A little recap of Ryan’s 9th birthday at Disneyland with my family!Read More
It is no surprise that we as a family are head over heels for Disney’s Mickey Mouse. Pretty much anything Disney related gets us excited. I frequented Disneyland Resort as a little girl and knew once I became a mom myself that we’d adventure through Disneyland together. It all started with Mickey Mouse, literally everything and we’re so happy to have partnered with Hanna Andersson to celebrate his 90th Anniversary!
My son and I used to go to Disneyland Resort once a week. Most days we’d drive over in the afternoon, ride our favorites, snack on a churro and head home. There were a few days during the month that we’d stay till the evening to watch the nighttime parade. Romping around the Disneyland theme parks soon became our thing. I knew Disneyland through out even before my son was born. BUT getting the chance to take him and re-see the parks through his eyes, was magical. There really is nothing more incredible than watching your children experience things, happy and exciting things. You know when their face lights up and they let our a deep giggle. Or when they stop in their tracks in complete aw. I also loved the feeling of his little hands wrapped around my leg when waiting in line for our favorite rides. Disneyland was our place.
My son, his name was Ryan, on his last day here on Earth we went to Disneyland. We woke up early and entered Disney California Adventure park being the first to enter that day! We ran straight for his favorite ride in Cars Land and rode it with giant smiles on our faces. You know, I had no idea I’d be forced to say to good bye to my Ryan that night. Though I have to believe that us being able to enjoy Disneyland together just one more time was meant to be. If you are familiar with our story then you know, that night we lost Ryan quick and out of the blue. It tore my inside out and our whole world crashed down. I share it all on my blog, but I’ll be the first one to tell you that how we lost him doesn’t matter. What matters is that we continue to live in his honor. What matters is that we still do the things Ryan loved to do. What matters is that we share how we kept living despite the hurt and pain thrown our way.
My first time back to Disneyland after my son passed was something I was dreading. I felt scared because I didn’t want a place that was so grand to suddenly became a dark place for me. I knew I had to go to just see, to just experience it now with Ryan up in Heaven. I had to go for him. So I went. That day was immensely sad with hints of happiness around every corner. Visiting Disneyland that day was when I really began to understand that I could feel sad and happy at the same time. Come to find out, I feel happy and sad nearly everyday now that is OK. It is OK to feel two feelings at the same time. I realized that Disneyland was still our place. It still held our memories and laughs. I decided to keep going just as we did before and even today it feels like Ryan meets us there.
My daughter Mila was born after we lost our son Ryan. In our family we speak of him daily and remember him out loud. Mila knows who her big brother is and she tells me that he lives in the sky.
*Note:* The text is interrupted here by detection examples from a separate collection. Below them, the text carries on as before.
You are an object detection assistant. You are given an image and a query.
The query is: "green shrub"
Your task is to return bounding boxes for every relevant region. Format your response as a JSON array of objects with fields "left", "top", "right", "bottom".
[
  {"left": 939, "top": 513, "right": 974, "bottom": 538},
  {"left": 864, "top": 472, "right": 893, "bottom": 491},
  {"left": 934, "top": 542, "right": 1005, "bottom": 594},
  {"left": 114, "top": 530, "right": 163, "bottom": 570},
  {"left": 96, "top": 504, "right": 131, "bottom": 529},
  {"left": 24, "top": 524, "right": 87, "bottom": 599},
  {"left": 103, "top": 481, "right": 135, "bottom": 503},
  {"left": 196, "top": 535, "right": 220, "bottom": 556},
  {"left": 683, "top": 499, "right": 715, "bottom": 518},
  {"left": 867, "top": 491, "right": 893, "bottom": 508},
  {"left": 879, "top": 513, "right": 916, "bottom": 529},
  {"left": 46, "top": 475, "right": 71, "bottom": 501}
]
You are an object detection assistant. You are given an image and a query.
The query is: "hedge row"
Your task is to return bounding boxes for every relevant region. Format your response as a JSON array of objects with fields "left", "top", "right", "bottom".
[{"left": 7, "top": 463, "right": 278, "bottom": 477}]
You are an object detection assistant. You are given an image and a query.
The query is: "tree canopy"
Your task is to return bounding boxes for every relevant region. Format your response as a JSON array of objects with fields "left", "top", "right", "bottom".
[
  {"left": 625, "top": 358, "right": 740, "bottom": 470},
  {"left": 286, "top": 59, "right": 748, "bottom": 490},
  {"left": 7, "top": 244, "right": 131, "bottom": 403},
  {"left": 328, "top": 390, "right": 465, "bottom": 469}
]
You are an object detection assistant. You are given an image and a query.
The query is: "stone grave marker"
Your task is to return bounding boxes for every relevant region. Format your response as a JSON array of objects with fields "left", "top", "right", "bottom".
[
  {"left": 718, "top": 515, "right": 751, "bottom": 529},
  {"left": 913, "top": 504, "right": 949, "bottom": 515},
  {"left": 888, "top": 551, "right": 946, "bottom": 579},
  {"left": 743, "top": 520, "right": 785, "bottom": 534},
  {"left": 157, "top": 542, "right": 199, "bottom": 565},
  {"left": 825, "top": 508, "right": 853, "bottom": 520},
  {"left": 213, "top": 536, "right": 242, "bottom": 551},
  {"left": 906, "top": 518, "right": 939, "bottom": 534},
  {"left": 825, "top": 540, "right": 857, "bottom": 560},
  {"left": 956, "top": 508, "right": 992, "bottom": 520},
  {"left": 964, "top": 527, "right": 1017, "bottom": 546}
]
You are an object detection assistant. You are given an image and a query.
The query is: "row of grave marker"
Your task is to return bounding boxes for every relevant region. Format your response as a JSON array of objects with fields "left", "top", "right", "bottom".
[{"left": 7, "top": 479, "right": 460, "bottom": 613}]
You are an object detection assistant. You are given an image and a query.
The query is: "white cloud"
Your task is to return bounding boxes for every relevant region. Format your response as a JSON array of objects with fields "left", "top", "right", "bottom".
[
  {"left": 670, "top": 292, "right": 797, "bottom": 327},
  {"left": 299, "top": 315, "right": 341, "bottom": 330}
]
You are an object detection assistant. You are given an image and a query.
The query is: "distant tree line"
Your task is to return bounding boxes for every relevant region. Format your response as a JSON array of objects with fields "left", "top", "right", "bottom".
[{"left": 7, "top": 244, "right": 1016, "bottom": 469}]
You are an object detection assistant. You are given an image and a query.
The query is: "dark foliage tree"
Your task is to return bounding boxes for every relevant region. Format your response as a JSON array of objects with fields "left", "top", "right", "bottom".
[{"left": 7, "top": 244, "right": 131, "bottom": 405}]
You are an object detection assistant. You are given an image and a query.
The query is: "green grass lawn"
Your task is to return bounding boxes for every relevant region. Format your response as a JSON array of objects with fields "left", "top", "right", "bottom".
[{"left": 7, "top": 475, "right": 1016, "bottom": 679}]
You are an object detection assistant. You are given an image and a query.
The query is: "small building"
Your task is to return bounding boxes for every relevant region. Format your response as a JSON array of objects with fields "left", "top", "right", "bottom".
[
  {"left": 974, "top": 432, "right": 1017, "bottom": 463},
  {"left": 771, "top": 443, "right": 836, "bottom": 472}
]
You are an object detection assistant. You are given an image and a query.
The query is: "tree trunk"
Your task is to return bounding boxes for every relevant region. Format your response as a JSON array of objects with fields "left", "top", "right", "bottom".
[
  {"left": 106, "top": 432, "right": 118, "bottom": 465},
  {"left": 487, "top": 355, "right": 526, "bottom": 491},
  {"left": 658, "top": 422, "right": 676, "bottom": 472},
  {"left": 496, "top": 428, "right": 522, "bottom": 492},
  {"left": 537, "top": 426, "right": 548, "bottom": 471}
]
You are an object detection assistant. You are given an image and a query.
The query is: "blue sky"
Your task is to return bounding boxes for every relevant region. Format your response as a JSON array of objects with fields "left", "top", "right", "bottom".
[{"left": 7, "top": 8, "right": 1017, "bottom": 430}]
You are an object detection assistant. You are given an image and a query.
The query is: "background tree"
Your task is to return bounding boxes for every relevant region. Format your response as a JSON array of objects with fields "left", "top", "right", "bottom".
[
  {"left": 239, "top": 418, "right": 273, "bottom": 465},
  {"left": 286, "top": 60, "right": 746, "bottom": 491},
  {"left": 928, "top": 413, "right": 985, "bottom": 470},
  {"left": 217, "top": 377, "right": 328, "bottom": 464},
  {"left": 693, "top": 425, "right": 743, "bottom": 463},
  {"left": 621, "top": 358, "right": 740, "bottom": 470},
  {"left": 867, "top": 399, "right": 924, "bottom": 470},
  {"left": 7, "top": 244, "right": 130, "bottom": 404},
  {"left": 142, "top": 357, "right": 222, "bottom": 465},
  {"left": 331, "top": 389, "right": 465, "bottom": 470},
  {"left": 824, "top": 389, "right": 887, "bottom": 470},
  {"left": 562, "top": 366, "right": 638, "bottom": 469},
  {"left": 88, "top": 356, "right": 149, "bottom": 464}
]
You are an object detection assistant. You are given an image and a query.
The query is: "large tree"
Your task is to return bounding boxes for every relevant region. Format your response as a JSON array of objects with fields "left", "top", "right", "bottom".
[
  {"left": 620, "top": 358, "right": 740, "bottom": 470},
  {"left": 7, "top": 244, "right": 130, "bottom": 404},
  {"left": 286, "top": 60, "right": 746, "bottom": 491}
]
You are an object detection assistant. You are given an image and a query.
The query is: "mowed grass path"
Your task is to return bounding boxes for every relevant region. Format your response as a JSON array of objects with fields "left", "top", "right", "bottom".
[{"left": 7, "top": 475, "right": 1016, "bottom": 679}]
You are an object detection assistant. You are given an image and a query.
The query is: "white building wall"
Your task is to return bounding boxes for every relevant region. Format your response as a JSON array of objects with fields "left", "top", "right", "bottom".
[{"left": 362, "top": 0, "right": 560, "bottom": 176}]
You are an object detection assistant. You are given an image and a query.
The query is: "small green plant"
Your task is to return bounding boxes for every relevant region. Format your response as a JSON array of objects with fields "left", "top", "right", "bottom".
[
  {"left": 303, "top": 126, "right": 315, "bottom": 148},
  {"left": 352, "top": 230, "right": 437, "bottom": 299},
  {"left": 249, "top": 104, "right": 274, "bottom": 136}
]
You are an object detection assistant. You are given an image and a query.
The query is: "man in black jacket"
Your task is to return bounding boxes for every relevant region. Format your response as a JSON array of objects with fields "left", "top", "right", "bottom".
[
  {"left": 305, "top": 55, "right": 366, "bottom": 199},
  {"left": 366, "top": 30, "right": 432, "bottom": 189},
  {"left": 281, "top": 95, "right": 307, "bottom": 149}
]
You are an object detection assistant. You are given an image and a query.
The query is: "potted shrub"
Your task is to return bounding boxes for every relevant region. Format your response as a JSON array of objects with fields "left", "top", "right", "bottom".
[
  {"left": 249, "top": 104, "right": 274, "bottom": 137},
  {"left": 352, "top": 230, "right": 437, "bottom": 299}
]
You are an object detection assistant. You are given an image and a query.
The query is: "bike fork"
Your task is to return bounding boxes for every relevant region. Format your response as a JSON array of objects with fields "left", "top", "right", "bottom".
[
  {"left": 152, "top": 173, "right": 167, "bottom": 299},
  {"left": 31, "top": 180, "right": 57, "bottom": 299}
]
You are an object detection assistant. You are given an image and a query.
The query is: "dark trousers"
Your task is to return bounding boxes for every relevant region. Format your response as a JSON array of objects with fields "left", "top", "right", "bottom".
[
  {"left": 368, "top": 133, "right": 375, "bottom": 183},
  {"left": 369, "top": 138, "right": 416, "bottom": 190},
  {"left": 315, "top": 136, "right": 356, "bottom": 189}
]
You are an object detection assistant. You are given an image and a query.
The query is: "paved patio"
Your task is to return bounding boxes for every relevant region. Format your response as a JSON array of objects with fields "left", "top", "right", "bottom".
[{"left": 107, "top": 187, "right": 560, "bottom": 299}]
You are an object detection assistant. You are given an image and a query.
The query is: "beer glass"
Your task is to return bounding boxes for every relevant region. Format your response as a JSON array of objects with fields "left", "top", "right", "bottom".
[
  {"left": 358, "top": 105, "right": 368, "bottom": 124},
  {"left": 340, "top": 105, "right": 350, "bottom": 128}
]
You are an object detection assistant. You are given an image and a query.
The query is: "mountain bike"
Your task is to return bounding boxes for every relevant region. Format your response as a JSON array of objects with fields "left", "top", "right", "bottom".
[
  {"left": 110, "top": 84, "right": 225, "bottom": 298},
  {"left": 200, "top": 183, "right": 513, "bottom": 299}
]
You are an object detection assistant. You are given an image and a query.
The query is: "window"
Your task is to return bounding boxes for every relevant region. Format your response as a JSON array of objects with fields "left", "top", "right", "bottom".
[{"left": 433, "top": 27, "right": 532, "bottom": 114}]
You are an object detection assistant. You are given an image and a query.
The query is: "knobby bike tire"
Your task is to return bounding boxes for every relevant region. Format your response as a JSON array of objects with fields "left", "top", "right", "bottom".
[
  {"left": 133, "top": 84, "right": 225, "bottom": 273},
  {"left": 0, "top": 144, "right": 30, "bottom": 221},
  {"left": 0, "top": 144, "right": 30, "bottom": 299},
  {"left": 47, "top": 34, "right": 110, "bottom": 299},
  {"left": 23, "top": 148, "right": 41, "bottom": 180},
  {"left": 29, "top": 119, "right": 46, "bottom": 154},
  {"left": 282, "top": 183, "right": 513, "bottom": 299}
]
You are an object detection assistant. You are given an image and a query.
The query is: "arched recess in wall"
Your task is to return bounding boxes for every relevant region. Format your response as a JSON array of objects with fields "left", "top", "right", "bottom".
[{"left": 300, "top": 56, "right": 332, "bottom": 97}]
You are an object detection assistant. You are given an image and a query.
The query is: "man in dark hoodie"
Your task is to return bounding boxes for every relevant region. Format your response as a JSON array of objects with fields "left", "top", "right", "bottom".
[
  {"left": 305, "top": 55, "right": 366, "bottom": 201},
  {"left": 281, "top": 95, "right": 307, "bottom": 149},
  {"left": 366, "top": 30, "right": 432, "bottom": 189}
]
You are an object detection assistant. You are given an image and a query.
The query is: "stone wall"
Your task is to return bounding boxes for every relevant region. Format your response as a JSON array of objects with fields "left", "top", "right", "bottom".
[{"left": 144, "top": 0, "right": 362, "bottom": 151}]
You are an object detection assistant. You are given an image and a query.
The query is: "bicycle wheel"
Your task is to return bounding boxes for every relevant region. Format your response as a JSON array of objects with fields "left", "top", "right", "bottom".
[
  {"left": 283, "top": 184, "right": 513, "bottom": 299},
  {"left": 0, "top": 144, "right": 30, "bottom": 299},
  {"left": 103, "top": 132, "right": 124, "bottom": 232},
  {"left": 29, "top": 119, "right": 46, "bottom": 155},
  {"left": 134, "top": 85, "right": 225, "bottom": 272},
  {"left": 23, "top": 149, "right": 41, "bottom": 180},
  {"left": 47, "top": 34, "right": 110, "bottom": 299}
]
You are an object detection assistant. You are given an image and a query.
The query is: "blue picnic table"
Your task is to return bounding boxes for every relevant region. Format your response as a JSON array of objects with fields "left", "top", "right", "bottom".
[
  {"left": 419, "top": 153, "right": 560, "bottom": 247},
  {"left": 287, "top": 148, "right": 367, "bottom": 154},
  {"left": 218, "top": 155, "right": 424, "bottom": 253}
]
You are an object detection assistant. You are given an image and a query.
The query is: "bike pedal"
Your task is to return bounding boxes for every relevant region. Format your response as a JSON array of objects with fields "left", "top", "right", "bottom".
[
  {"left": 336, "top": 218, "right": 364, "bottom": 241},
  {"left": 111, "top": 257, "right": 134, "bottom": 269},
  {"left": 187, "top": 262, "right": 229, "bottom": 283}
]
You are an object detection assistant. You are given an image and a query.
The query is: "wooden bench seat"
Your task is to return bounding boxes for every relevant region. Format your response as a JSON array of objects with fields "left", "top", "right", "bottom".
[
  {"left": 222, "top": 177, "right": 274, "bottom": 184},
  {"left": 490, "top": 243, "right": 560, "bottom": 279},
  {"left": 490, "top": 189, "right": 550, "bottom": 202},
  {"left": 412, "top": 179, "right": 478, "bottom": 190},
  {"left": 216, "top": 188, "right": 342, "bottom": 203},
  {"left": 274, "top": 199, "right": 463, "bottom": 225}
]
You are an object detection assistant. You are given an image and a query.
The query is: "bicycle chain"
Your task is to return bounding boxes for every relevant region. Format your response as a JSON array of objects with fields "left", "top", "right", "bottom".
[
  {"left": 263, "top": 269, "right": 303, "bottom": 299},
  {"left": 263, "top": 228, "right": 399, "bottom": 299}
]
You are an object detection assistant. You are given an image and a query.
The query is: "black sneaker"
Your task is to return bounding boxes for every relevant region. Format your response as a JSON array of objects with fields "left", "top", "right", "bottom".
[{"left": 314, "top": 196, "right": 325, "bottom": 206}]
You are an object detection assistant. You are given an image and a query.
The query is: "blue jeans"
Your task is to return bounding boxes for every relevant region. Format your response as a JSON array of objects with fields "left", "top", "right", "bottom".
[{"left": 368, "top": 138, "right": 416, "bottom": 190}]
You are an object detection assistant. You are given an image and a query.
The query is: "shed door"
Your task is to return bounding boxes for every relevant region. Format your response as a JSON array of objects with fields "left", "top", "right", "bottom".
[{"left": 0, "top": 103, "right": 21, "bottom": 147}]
There sibling bond is like no other and I am so honored to call Ryan and Mila my children. Soon after Mila came into our lives we took her Disneyland. Mila now is two and adores anything Disney just like her mom and big brother. We frequent Disneyland Resort once a week and work in a few nights a month where we stay late for the nighttime parade. Mila enjoys different things within the park than her brother did, which I love to see. I love to see how they differ. What I find the most magical is that I can now walk around a place with both my kids at the same time, and that really doesn’t happen for me anywhere else. Disneyland is still our place.
You know, this motherhood of mine isn’t pretty and tied up with a bow. What happened to me is every parents nightmare. Though it happened to me and I am proud to think that God thought me strong enough to endure it. I believe in so many things but one thought I live by is, life isn’t about what happens to you, it is about how you react to what happens to you. Today my family of four visit Disneyland Resort any chance we get. For us it means we can all be together. When you see us together you will only see three, but our son beams from our smiles and the fun we have together as a family.
Disney’s Mickey Mouse will forever mean the most to us. We are so grateful for what Disney’s Mickey Mouse and Disneyland in general. When Hanna Andersson asked us to share why Disney’s Mickey Mouse was important to us, I couldn’t pass. I know he means different things to different families across the world. I’m just honored I could share about ours. We love the new Disney’s Mickey Mouse pajamas in celebration of his 90th Anniversary! I love that they are red, which was Ryan’s favorite color. The gold shines bright along all the memories our family has within Disneyland.
When my son Ryan was nearly two I accidentally locked him in the car outside our apartment. Panicked, I used my neighbors phone to call first my husband then AAA. It all was a blur and Ryan didn’t really mind much. I remember making funny faces at him and playing peek-a-boo while tears burned behind my eyes. The whole thing took about 15-20 minutes, which seems like hours. When we were finally inside our home Ryan happily played with his toys and the day just sort of kept going. I remember feeling awful and then taking a better note of holding on to my keys when getting myself and my child in and out of our car.
They tell you “Don’t worry! These things happen.”
Yesterday after packing up my trunk with stuff I bought at Target, I put Mila in her car seat and then threw my keys and wallet in the front seat. Once Mila was buckled in, I closed the door and walked around to the drivers side to find out that my car had locked itself. It had locked itself with my child and keys (and phone) within it. In a matter of one second I fell into a deep panic and started to scream. Which I know now, wasn’t the best. I immediately found someone to help me. She was a mom herself and was carrying her own two year old on her hip. She let me borrow her phone to call the one number I know by heart, (my husband’s) for help. She stayed with me and Mila until my husband came with my extra set of car keys. She and her child made funny faces and played peek-a-book with Mila. She was calm, cool, collected and so very kind. Let's hear it for moms helping moms out!
She kept telling me “Don’t worry! These things happen.”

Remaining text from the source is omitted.